Мальчик помнит, как они собирались с вечера, и ещё засветло сходили в какой-то из переулков рядом с кладбищем, и мальчик шёл туда совсем как будто бы за самой китайской вощеной бумагой, но оказалось, там жил шофёр, который должен был везти их поутру в эту самую Шаробхону, и этот шофёр стал жаловаться тётушке на какой-то «демубликатор», как сказала потом тётушка, и эта жалоба стоила ей ещё каких-то немедленных денег, которые она доставала, отвернувшись от шофёра в сторону мальчика, из своих чулок, а рано утром, когда небо только-только начинало отличаться от чёрного цвета самого тупика, они вышли туда к кладбищу, и забравшись на кузов машины, поехали по дороге мимо кладбища, оказавшегося впервые на уровне их глаз, и мальчик увидел превеликое множество варраков, свисавших со здешних корявых священных деревьев, или же это и впрямь были тряпочки, в которые завёрнута мелочь, скорее всего так оно и есть, потому что стоя на ветру, нёсшимся навстречу машине, мальчик думал, что варраки при первом же ветре разлетелись бы с этих деревьев и осели бы на проводах, где их привычнее было видеть.

Долго длился этот вечер, сквозь который они ехали, нет это они уже возвращались вечером, когда солнце, как будто бы дразня машину, катилось ровно с такой же скоростью, то медленно, то быстрее, но ровно повторяя скорость машины, пока не врезалось со всего размаха в это кладбище, которое своей тёмной стеной ещё больше раздувшейся к середине, отсекло это солнце, и когда перед самой остановкой мальчик залез на колёса, лежавшие в кузове, оно показалось в последний раз и в последний раз катнулось, наполовину торча из земли, кровавое, как наверное отсечённая голова, и пропало по-за кладбищем.

И тогда только мальчик понял, что вся эта поездка кончилась, что теперь её никогда больше не будет, и только теперь он вспоминал отрывочно, как пытаешься вспомнить хороший ли — плохой сон, то, что было между утренним и вечерним кладбищем.

Он не помнил долго дороги по выжженной степи, с выжженными, кружащими голову от своего постоянного и медленного кружения холмами, и если ощущал эту дорогу, то ощущал её как тошнотворный запах бензина, казалось бы, поднимавшийся спиралями отовсюду, мешаясь с пылью и зноем, превращёнными в один утомительный и бесконечный жёлтый цвет.

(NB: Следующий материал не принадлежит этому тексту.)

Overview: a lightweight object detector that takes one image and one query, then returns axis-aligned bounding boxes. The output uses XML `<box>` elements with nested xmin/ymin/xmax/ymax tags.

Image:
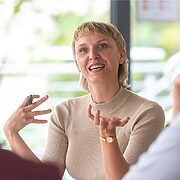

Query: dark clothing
<box><xmin>0</xmin><ymin>149</ymin><xmax>60</xmax><ymax>180</ymax></box>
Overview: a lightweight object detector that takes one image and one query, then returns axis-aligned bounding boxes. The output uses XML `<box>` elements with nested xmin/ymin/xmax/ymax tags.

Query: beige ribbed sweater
<box><xmin>42</xmin><ymin>88</ymin><xmax>165</xmax><ymax>180</ymax></box>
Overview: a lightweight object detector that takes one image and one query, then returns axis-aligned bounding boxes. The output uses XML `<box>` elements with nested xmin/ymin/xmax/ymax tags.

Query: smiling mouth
<box><xmin>89</xmin><ymin>64</ymin><xmax>105</xmax><ymax>71</ymax></box>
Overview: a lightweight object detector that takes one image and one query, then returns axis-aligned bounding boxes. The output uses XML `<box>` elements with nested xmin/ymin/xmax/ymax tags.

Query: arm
<box><xmin>88</xmin><ymin>106</ymin><xmax>129</xmax><ymax>180</ymax></box>
<box><xmin>172</xmin><ymin>74</ymin><xmax>180</xmax><ymax>119</ymax></box>
<box><xmin>4</xmin><ymin>95</ymin><xmax>51</xmax><ymax>161</ymax></box>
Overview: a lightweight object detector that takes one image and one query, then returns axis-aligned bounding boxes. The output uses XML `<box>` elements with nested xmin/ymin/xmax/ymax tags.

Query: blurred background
<box><xmin>0</xmin><ymin>0</ymin><xmax>180</xmax><ymax>155</ymax></box>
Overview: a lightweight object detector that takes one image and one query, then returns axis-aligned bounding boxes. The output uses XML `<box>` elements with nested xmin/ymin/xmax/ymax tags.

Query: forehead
<box><xmin>75</xmin><ymin>32</ymin><xmax>115</xmax><ymax>46</ymax></box>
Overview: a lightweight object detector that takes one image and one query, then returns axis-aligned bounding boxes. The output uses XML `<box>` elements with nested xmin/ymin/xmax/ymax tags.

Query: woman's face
<box><xmin>75</xmin><ymin>33</ymin><xmax>124</xmax><ymax>84</ymax></box>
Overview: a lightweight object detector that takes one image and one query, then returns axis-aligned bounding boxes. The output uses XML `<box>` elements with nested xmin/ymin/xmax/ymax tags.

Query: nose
<box><xmin>89</xmin><ymin>48</ymin><xmax>100</xmax><ymax>60</ymax></box>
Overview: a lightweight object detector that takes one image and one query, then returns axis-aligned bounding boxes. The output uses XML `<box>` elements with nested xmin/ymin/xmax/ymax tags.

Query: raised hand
<box><xmin>88</xmin><ymin>105</ymin><xmax>130</xmax><ymax>137</ymax></box>
<box><xmin>4</xmin><ymin>95</ymin><xmax>51</xmax><ymax>132</ymax></box>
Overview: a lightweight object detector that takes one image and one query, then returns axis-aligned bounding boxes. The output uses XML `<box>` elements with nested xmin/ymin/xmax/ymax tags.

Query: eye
<box><xmin>99</xmin><ymin>43</ymin><xmax>108</xmax><ymax>49</ymax></box>
<box><xmin>78</xmin><ymin>47</ymin><xmax>88</xmax><ymax>54</ymax></box>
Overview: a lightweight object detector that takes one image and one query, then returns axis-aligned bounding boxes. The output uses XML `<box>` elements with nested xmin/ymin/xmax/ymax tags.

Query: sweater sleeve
<box><xmin>42</xmin><ymin>104</ymin><xmax>68</xmax><ymax>167</ymax></box>
<box><xmin>124</xmin><ymin>102</ymin><xmax>165</xmax><ymax>164</ymax></box>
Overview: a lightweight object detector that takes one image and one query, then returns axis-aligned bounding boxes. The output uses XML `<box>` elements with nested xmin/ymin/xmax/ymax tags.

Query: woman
<box><xmin>4</xmin><ymin>22</ymin><xmax>164</xmax><ymax>180</ymax></box>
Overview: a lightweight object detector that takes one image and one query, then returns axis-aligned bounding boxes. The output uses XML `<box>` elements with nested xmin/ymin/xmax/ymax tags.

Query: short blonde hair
<box><xmin>72</xmin><ymin>21</ymin><xmax>129</xmax><ymax>91</ymax></box>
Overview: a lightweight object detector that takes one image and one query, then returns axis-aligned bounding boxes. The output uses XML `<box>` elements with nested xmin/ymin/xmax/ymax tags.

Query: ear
<box><xmin>75</xmin><ymin>60</ymin><xmax>81</xmax><ymax>72</ymax></box>
<box><xmin>119</xmin><ymin>48</ymin><xmax>127</xmax><ymax>64</ymax></box>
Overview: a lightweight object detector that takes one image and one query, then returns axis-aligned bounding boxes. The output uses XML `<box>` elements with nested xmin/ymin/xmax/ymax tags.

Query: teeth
<box><xmin>89</xmin><ymin>64</ymin><xmax>104</xmax><ymax>71</ymax></box>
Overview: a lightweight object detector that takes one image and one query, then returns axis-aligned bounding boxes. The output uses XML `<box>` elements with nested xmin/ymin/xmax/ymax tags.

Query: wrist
<box><xmin>99</xmin><ymin>135</ymin><xmax>117</xmax><ymax>144</ymax></box>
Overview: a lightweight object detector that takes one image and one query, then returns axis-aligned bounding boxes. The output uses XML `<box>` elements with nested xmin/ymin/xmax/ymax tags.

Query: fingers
<box><xmin>26</xmin><ymin>95</ymin><xmax>48</xmax><ymax>110</ymax></box>
<box><xmin>88</xmin><ymin>105</ymin><xmax>94</xmax><ymax>120</ymax></box>
<box><xmin>94</xmin><ymin>110</ymin><xmax>100</xmax><ymax>125</ymax></box>
<box><xmin>20</xmin><ymin>95</ymin><xmax>40</xmax><ymax>107</ymax></box>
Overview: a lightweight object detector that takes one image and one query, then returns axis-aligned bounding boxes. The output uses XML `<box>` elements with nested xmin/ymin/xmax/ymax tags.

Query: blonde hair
<box><xmin>72</xmin><ymin>21</ymin><xmax>129</xmax><ymax>91</ymax></box>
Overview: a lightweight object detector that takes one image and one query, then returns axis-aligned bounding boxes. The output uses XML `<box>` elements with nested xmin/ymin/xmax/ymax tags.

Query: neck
<box><xmin>91</xmin><ymin>84</ymin><xmax>120</xmax><ymax>103</ymax></box>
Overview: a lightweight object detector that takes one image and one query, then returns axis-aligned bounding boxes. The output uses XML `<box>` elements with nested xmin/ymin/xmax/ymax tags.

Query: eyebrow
<box><xmin>77</xmin><ymin>39</ymin><xmax>109</xmax><ymax>47</ymax></box>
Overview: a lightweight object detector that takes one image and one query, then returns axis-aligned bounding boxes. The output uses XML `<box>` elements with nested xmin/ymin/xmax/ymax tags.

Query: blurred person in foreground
<box><xmin>4</xmin><ymin>22</ymin><xmax>165</xmax><ymax>180</ymax></box>
<box><xmin>0</xmin><ymin>149</ymin><xmax>60</xmax><ymax>180</ymax></box>
<box><xmin>90</xmin><ymin>73</ymin><xmax>180</xmax><ymax>180</ymax></box>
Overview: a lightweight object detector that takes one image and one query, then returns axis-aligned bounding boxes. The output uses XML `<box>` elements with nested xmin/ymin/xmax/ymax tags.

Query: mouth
<box><xmin>89</xmin><ymin>64</ymin><xmax>105</xmax><ymax>72</ymax></box>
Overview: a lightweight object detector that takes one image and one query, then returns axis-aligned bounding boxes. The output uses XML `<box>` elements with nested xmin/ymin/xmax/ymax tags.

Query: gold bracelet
<box><xmin>99</xmin><ymin>136</ymin><xmax>117</xmax><ymax>143</ymax></box>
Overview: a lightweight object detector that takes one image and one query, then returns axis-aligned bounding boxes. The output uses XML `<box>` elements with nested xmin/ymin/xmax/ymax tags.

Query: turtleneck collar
<box><xmin>88</xmin><ymin>87</ymin><xmax>128</xmax><ymax>116</ymax></box>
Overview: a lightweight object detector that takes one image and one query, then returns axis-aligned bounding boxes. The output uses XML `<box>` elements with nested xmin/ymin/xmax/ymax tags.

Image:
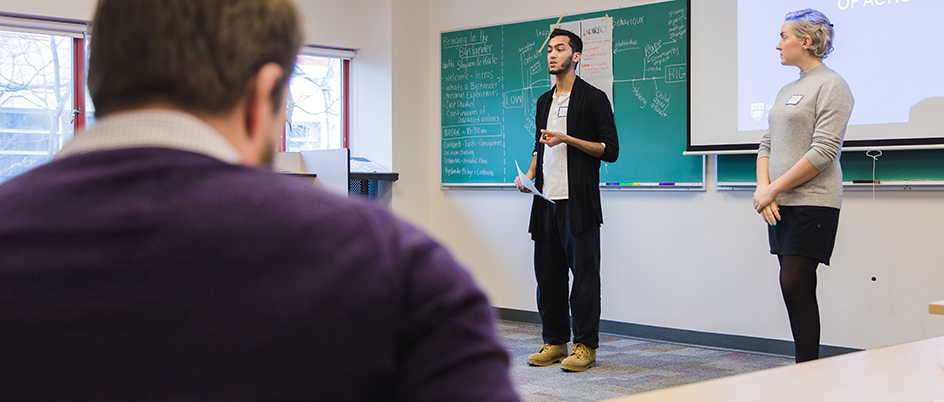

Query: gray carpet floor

Но зато он помнит отчётливо показавшиеся ему сперва синими тополя, как будто на них оставался до одиннадцати часов сизый утренний налёт, потом помнит страшную толкучку на базаре — юрты и коровы, кузнецы — кто-то продавал какие-то пыльные тряпки — семечки, шапки казахов — кузнецы — кто — юрты, кузнецы, петушки — словом всё смешивалось в такую неразбериху, что когда тётушка Асолат сказала ему, что теперь-то и пойдёт за китайской бумагой, а ему, дескать, следует здесь посидеть и поторговать вот этими красными флажочками да петушками (а ведь об этом она ни словом не обмолвилась в дороге!), мальчик с удовольствием большим, чем обида, уставился на эти флажочки и петушки, усевшись на мешок, который расстелила ему старушка.